The decision and this summary may be of interest or guidance to commodities market participants and financiers dealing with issues that have arisen in cases following the relatively recent failures of a number of commodities trading firms, as well as courts and tribunals tasked with determining such issues.
This is one of the most recent in a series of cases decided in the Singapore courts following the bankruptcy of Zenrock Commodities Pte Ltd (Zenrock). The case examined, and the court decided, several complex issues relating to the financing and trading of commodities. The decision may be of assistance to commodities market participants, including banks, in connection with transactions involving:
- Structured commodity trading, in particular, so-called transit, ‘circular’ or ‘round-tripping’ transactions;
- Documentary letters of credit;
- Payment letters of indemnity (LOIs);
- The transfer of title under contracts for the sale of goods; and
- Fraud in the context of letters of credit.

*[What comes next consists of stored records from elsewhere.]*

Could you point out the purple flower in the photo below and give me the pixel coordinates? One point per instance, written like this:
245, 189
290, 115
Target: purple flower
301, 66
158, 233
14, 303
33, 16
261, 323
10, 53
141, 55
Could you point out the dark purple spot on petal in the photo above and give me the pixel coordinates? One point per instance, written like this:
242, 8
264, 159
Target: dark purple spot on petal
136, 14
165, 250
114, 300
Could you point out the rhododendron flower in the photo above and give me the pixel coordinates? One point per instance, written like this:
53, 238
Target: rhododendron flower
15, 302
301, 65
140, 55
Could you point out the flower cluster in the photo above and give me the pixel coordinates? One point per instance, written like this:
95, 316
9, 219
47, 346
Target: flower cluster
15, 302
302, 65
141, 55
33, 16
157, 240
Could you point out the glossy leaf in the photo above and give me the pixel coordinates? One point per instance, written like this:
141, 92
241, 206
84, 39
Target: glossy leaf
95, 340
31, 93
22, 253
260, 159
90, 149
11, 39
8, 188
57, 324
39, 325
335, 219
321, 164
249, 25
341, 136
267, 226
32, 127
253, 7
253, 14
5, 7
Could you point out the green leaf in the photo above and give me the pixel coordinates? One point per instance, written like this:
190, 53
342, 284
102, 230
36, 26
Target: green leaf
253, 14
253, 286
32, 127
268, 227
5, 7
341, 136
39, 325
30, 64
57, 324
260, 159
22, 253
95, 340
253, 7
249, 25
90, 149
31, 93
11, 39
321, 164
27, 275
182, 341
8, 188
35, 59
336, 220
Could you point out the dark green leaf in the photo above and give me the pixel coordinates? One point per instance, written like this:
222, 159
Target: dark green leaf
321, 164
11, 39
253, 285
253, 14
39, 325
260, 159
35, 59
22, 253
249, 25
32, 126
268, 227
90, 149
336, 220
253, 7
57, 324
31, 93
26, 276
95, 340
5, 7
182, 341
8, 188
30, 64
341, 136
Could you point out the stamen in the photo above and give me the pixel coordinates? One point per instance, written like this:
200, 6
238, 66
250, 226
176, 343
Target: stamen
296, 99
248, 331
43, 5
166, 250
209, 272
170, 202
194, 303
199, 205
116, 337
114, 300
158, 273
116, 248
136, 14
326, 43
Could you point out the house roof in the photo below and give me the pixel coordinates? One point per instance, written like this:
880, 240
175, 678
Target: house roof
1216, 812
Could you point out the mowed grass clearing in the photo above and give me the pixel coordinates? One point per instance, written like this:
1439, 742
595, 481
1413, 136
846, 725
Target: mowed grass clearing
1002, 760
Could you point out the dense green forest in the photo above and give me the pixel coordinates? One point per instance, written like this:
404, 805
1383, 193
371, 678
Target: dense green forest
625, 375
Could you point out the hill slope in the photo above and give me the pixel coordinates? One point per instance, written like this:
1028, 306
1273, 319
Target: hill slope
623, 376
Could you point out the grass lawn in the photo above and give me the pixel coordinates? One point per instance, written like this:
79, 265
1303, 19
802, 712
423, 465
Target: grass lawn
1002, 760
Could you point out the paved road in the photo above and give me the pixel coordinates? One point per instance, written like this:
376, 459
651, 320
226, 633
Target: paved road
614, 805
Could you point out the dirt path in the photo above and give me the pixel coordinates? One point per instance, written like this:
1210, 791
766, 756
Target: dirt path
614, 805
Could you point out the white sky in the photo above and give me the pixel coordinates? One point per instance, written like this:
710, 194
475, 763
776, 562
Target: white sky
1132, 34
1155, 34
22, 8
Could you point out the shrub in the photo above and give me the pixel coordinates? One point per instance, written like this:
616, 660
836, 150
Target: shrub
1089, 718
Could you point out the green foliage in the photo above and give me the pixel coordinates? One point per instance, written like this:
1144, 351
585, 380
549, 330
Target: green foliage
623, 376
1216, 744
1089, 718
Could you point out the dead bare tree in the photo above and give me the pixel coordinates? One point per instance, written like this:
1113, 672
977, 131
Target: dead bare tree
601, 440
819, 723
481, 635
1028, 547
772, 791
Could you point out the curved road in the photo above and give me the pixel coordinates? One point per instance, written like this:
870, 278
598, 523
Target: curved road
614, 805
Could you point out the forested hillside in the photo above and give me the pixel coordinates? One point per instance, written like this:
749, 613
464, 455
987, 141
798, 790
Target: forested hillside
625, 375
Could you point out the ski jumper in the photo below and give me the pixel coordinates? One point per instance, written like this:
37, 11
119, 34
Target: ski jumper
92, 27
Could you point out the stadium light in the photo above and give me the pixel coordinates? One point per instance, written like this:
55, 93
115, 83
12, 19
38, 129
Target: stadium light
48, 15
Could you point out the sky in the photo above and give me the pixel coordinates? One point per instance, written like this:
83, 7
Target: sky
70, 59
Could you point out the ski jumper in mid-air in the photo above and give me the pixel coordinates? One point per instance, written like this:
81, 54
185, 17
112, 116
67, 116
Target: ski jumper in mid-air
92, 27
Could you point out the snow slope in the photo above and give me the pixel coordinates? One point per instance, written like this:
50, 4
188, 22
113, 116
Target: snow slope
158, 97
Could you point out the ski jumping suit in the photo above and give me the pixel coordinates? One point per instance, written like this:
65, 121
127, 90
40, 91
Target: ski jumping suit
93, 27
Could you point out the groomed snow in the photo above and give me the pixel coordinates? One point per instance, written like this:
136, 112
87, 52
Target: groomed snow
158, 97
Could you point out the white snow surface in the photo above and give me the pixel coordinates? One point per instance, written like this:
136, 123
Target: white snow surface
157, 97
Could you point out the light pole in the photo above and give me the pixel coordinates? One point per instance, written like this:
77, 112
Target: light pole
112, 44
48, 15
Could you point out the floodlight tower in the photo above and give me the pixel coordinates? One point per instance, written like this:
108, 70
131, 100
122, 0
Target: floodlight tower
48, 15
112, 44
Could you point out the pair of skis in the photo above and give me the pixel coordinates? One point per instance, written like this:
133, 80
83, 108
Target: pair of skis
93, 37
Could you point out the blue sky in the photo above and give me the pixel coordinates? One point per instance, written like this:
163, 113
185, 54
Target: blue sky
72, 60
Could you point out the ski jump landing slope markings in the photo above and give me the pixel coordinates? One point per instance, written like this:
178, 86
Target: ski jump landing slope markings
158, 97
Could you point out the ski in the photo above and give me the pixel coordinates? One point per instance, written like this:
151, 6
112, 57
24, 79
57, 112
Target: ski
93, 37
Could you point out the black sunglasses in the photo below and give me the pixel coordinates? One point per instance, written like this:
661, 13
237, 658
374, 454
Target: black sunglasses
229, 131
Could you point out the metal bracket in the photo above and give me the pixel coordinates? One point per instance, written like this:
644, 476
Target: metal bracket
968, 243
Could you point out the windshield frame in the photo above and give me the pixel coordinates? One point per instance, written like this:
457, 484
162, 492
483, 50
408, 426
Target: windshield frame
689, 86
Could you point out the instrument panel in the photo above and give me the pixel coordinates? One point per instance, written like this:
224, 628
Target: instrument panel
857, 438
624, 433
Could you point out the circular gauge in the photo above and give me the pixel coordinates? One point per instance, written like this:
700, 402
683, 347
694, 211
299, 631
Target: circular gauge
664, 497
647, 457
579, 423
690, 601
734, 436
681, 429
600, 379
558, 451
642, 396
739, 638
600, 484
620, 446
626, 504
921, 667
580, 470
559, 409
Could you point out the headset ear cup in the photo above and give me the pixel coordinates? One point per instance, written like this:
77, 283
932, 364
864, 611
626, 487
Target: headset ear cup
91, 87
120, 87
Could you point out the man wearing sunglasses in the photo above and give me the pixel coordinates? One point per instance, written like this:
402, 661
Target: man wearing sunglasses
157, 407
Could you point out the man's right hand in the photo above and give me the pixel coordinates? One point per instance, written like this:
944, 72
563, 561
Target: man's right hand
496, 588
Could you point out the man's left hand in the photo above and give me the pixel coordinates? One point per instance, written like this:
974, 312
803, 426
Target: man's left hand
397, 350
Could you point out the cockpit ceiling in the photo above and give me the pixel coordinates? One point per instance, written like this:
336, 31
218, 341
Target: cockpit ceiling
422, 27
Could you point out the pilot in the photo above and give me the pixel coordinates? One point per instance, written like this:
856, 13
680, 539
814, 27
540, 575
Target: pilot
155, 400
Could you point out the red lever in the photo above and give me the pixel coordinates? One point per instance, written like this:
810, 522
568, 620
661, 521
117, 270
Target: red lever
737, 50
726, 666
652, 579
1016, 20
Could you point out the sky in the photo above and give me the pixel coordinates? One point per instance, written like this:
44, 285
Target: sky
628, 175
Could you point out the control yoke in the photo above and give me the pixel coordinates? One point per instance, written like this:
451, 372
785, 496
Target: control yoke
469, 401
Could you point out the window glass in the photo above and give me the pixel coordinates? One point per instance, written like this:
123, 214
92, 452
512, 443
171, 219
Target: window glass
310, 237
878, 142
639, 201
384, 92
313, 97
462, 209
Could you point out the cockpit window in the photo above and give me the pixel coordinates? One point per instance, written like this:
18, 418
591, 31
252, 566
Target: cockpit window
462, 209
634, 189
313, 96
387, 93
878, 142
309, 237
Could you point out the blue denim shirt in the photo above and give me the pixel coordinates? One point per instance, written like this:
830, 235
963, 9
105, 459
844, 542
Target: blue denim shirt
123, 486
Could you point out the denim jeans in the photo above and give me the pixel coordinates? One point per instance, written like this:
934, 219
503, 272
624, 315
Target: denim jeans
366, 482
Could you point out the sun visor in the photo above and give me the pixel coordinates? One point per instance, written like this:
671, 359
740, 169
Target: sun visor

Crédit Agricole Corporate & Investment Bank (CACIB) commenced proceedings against PPT Energy Trading Co Ltd (PPT), and the case was referred to the SICC by the High Court. The SICC was tasked with determining claims arising out of trading activities conducted by Zenrock, with Zenrock having been placed under judicial management in May 2020 amidst allegations by creditors that Zenrock had engaged in a series of dishonest transactions designed to defraud its financiers.
What happened between the parties in the case?
PPT was the beneficiary of a letter of credit (LC) issued by CACIB with Zenrock being the applicant of the LC and purchaser of a crude oil cargo under a sale contract with PPT (the PPT Sale Contract).
The crude oil cargo was subject to what the court described as ‘round-tripping’ transactions. These transactions comprised the following sales and purchases:
- A crude oil cargo was sold by Total Oil Trading SA (TOTSA) to SOCAR Trading SA (SOCAR).
- SOCAR sold the cargo to Zenrock.
- Zenrock sold the cargo to Shandong Energy International (Singapore) Pte Ltd (Shandong).
- Shandong, in turn, sold the cargo to PPT.
- PPT then sold the same cargo to Zenrock.
- Finally, Zenrock sold the cargo back to TOTSA, thereby completing the series of so-called ‘round-tripping’ transactions.